Center for Integrative Genomics, University of Lausanne, 1015 Lausanne, Switzerland.
Bioinformatics. 2021 Sep 29;37(18):2866-2873. doi: 10.1093/bioinformatics/btab219.
Assigning new sequences to known protein families and subfamilies is a prerequisite for many functional, comparative and evolutionary genomics analyses. Such assignment is commonly achieved by looking for the closest sequence in a reference database, using a method such as BLAST. However, ignoring the gene phylogeny can be misleading because a query sequence does not necessarily belong to the same subfamily as its closest sequence. For example, a hemoglobin which branched out prior to the hemoglobin alpha/beta duplication could be closest to a hemoglobin alpha or beta sequence, whereas it is neither. To overcome this problem, phylogeny-driven tools have emerged but rely on gene trees, whose inference is computationally expensive.
Here, we first show that in multiple animal and plant datasets, 18-62% of assignments by closest sequence are misassigned, typically to an over-specific subfamily. Then, we introduce OMAmer, a novel alignment-free protein subfamily assignment method, which limits over-specific subfamily assignments and is suited to phylogenomic databases with thousands of genomes. OMAmer is based on an innovative method using evolutionarily informed k-mers for alignment-free mapping to ancestral protein subfamilies. Whilst able to reject non-homologous family-level assignments, we show that OMAmer provides better and quicker subfamily-level assignments than approaches relying on the closest sequence, whether inferred exactly by Smith-Waterman or by the fast heuristic DIAMOND.

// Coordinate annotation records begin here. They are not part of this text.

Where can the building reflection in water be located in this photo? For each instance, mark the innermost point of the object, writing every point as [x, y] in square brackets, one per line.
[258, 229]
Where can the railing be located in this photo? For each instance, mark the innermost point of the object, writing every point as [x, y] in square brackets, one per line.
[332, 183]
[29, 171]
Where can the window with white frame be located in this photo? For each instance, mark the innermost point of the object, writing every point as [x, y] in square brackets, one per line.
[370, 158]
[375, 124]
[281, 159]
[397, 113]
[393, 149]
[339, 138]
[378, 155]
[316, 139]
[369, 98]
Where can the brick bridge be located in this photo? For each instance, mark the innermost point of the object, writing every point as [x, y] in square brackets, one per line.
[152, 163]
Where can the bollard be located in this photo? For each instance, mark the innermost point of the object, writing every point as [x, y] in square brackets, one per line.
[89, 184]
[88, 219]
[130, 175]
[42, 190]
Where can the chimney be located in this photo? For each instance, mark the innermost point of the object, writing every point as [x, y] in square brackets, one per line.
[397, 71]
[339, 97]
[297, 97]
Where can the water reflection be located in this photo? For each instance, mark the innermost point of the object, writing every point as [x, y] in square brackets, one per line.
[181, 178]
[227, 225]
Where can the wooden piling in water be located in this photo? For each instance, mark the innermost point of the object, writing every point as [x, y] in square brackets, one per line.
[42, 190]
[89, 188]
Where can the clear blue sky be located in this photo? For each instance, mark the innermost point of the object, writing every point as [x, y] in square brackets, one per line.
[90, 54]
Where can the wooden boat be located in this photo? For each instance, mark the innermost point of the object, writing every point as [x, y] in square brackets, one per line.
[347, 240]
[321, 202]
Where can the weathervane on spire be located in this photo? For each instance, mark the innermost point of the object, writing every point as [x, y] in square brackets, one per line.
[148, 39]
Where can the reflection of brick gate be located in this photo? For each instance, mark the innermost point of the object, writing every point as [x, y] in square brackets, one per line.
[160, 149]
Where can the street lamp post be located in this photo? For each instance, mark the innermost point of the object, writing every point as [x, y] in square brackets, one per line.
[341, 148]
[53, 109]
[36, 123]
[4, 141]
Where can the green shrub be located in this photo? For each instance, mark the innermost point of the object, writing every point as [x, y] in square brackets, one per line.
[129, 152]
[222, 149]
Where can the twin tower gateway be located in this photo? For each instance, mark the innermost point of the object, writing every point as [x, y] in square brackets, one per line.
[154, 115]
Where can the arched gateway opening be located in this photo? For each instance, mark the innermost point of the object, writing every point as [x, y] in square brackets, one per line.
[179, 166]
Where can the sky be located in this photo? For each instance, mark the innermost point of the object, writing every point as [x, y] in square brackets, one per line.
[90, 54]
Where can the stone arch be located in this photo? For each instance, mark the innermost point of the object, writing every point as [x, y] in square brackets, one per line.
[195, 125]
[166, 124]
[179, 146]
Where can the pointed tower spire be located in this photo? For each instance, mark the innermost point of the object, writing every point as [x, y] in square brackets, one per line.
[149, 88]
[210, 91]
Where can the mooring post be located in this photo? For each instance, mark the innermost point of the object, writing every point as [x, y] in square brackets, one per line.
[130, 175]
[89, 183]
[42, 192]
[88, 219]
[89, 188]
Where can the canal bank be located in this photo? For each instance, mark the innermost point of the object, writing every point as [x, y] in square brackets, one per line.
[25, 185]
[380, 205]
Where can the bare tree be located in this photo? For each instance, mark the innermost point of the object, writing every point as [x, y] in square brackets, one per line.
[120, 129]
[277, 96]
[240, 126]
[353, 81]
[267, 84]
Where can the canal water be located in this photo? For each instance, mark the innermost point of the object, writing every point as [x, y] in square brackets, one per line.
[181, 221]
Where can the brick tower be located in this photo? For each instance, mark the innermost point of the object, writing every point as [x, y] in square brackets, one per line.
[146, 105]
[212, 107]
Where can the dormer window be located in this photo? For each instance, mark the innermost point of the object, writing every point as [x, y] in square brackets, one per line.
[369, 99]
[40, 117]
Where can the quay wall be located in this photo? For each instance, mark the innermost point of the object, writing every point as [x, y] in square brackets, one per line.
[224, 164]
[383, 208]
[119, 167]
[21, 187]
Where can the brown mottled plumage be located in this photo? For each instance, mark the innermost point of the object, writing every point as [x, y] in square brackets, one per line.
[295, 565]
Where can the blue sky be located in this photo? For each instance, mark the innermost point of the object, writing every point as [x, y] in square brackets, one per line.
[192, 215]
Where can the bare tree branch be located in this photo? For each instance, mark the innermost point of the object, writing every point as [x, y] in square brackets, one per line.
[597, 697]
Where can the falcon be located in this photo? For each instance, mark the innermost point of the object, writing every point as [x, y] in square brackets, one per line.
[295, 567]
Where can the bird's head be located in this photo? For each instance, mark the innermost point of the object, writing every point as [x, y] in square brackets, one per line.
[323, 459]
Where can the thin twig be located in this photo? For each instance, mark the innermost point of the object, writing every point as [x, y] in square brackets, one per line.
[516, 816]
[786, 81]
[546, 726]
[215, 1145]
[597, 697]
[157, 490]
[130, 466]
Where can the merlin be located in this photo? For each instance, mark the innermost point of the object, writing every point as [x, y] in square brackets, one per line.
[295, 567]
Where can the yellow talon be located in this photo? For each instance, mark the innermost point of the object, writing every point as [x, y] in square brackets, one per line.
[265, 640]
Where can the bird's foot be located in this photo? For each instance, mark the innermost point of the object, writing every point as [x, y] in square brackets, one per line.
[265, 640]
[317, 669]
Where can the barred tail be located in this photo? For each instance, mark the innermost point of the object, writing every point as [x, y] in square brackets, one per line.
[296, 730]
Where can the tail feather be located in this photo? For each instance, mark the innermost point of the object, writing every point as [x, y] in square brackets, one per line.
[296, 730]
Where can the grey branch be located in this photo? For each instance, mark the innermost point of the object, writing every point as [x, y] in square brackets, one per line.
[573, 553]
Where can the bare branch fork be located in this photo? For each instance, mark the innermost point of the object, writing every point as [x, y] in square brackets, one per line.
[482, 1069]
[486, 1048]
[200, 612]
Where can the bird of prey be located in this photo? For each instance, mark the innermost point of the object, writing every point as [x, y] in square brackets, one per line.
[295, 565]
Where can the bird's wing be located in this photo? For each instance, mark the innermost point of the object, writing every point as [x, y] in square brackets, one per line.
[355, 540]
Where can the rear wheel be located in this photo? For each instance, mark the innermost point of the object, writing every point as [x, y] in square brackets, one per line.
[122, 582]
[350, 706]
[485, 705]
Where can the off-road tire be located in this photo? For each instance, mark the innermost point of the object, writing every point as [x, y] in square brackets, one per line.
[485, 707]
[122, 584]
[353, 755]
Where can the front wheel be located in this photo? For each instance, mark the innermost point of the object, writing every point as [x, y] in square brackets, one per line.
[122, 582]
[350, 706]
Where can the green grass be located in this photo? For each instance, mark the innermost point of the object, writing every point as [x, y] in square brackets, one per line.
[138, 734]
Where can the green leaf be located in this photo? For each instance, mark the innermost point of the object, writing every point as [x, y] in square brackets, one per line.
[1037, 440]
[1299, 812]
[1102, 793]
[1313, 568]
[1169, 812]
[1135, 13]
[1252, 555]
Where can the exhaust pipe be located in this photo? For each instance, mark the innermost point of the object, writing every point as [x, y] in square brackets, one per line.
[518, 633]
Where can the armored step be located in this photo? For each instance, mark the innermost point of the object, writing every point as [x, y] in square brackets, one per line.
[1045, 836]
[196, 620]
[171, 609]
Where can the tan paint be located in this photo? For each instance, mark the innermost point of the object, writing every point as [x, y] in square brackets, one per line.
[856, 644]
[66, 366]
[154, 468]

OMAmer is available from the Python Package Index (as omamer), with the source code and a precomputed database available at https://github.com/DessimozLab/omamer.
Supplementary data are available at Bioinformatics online.
将新序列分配给已知的蛋白质家族和亚家族是许多功能、比较和进化基因组学分析的前提。这种分配通常通过在参考数据库中查找最接近的序列来实现,使用 BLAST 等方法。然而,忽略基因系统发育可能会产生误导,因为查询序列不一定与其最接近的序列属于同一亚家族。例如,在血红蛋白α/β复制之前分支的血红蛋白可能与血红蛋白α或β序列最接近,但它既不属于α也不属于β。为了解决这个问题,出现了基于系统发育的工具,但它们依赖于基因树,其推断计算成本很高。
在这里,我们首先表明,在多个动物和植物数据集,18-62%的分配由最接近的序列是错误分配的,通常是过度特定的亚家族。然后,我们引入了 OMAmer,一种新的无比对蛋白质亚家族分配方法,它限制了过度特定的亚家族分配,并且适用于具有数千个基因组的系统发生基因组数据库。OMAer 基于一种创新的方法,使用进化信息丰富的 k-mer 进行无比对映射到祖先蛋白质亚家族。虽然能够拒绝非同源家族级别的分配,但我们表明,OMAer 提供了比基于最接近序列的方法更好和更快的亚家族级别分配,无论是通过 Smith-Waterman 还是快速启发式 DIAMOND 精确推断。
OMAer 可从 Python 包索引(作为 omamer)获得,其源代码和预计算数据库可在 https://github.com/DessimozLab/omamer 上获得。
补充数据可在 Bioinformatics 在线获得。